发布于 2019-11-12 07:37:14

86400

代码可运行

文章被收录于专栏：相约机器人相约机器人

运行总次数：0

代码可运行

作者 | Thiago Lira

来源 | Medium

Ludicolo was a salsa master, he would teach Ash how to move like a god. He would make fun of Ash for being unable to move so quickly, and would even attack him for being weak.

OpenAI提出的GPT-2模型是AI生成文本中的改变者。今天将展示如何使用模型生成神奇宝贝台词。

最终结果：

http : //pokegen.thiagolira.com.br/

所有代码都可以在Github存储库中找到。

https://github.com/ThiagoLira/pkm-ep-generator

在本文中，将解释端到端机器学习项目的主要挑战。

数据

机器学习方法用于提取信息并从数据中推断出模式。虽然经典的统计方法将有许多参数和假设由统计学家在建模阶段选择，但机器学习方法却让数据说明了一切。这是可以解释的（经典）模型和准确的（机器学习）模型之间的折中方案。机器学习的预测能力基本上来自拥有大量数据和足够复杂的模型以从中捕获高度微妙的模式。有一个“平滑”的假设，即该模型是在足够大的现实样本上进行训练的，以推断它没有直接看到的内容，并假设该模型与某些实际已经被训练的示例接近。

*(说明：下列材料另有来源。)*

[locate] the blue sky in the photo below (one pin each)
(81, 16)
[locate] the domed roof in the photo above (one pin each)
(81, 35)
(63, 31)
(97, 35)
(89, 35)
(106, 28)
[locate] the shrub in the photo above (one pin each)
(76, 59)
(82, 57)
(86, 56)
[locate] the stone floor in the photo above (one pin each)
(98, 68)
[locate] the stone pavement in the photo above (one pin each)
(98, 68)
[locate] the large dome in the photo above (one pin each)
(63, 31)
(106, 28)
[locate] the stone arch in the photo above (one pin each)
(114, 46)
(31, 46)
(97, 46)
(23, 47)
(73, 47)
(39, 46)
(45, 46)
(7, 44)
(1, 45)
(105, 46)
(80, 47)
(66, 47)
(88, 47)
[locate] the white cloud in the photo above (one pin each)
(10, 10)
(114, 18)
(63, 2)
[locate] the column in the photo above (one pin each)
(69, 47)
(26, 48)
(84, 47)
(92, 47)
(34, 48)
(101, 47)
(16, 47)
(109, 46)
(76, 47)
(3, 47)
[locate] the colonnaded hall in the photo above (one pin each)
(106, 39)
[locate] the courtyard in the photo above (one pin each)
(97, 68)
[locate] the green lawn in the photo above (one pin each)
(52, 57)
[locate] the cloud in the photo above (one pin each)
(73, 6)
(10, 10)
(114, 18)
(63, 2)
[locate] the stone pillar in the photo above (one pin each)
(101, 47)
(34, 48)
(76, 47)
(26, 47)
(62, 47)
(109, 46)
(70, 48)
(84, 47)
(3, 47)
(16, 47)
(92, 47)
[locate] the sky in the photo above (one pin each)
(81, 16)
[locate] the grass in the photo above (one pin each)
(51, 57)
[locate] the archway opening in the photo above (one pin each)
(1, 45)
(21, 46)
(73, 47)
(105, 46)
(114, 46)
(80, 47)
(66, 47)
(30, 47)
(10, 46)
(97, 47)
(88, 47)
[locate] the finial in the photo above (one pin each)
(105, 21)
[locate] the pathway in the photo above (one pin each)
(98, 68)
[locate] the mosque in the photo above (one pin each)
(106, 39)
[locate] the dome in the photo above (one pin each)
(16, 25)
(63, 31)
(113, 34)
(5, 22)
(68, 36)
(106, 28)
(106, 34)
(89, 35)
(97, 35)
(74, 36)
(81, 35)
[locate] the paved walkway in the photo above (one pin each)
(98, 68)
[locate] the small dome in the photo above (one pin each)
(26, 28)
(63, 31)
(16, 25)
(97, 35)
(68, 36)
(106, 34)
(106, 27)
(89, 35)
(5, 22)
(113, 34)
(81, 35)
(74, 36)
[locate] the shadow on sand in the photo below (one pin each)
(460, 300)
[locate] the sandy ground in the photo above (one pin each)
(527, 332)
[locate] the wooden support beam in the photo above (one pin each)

最近的NLP（自然语言处理）模型没有什么不同，它们需要大量的文本和计算能力来进行训练。这些新模型从对语言的零知识开始，到最后，它们变得非常擅长于从单词序列中测量上下文信息。可以理解的是，相同的单词在句子的不同位置具有不同的含义，这是经典NLP模型无法很好实现的。

GPT-2模型已经在Wikipedia，Reddit和许多其他地方进行了预训练。根据互联网上一组更具体的文本对模型进行微调。这是Internet的子集，由Pokémon动漫剧集摘要组成。

编写的爬虫下载了社区编写的大约400集摘要。下边是一个情节的示例：

Ash declares to himself and the Pokémon of the world that he will become a Pokémon Master. His speech, however, is interrupted by his mom who tells him to get to bed as he has a big day tomorrow. Ash protests that he’s too excited to sleep, so his mom tells him that if he won’t sleep then to at least get ready for the next day as she switches on a program hosted by the town’s Pokémon expert, Professor Oak. Ash watches as Oak explains that new Trainers get to pick one of three Pokémon to start their journey; the Grass-type Bulbasaur, the Fire-type Charmander or the Water-type Squirtle.

爬虫位于crawler_bulbapedia.py文件上，运行时将创建一个名为data / pokeCorpusBulba的文件夹，它将每个情节存储在单独的文本文件中。

尚未准备好将数据提供给模型。另一个名为prepare_corpus.py的脚本将清除文本并将它们全部合并到一个名为train.txt的文件中，准备与GPT-2一起使用。

模型

GPT-2是基于Transformer的模型，它使用一种称为自我注意的技术，以惊人的自然方式学习单词如何完成或继续句子。可以从纯粹的编程角度提供一些见解，以了解如何使用经过预训练的模型，就像它是文本生成API一样。为此找到了一个出色的资源gpt-2-simple python库，该库使所有Tensorflow复杂性基本不可见，并提供了一些非常简单的功能来从GPT-2模型下载，微调和采样。

基本上，语言模型会尝试从句子中预测下一个单词，可以继续从模型中获取预测以生成新文本，将最后的预测作为新输入来获取越来越多的单词。因此，作为示例，可以为模型提供前缀输入“Ash and Pikachu were”：

GPT-2使用注意力机制的作用是动态地评估最后一个单词对预测下一个单词的重要性。模型内部有一个称为“transformer cell”的东西，用于计算输入序列上每个单词相对于每个其他单词的关注值。所有这些都传递来生成输出，即预测句子中的下一个单词。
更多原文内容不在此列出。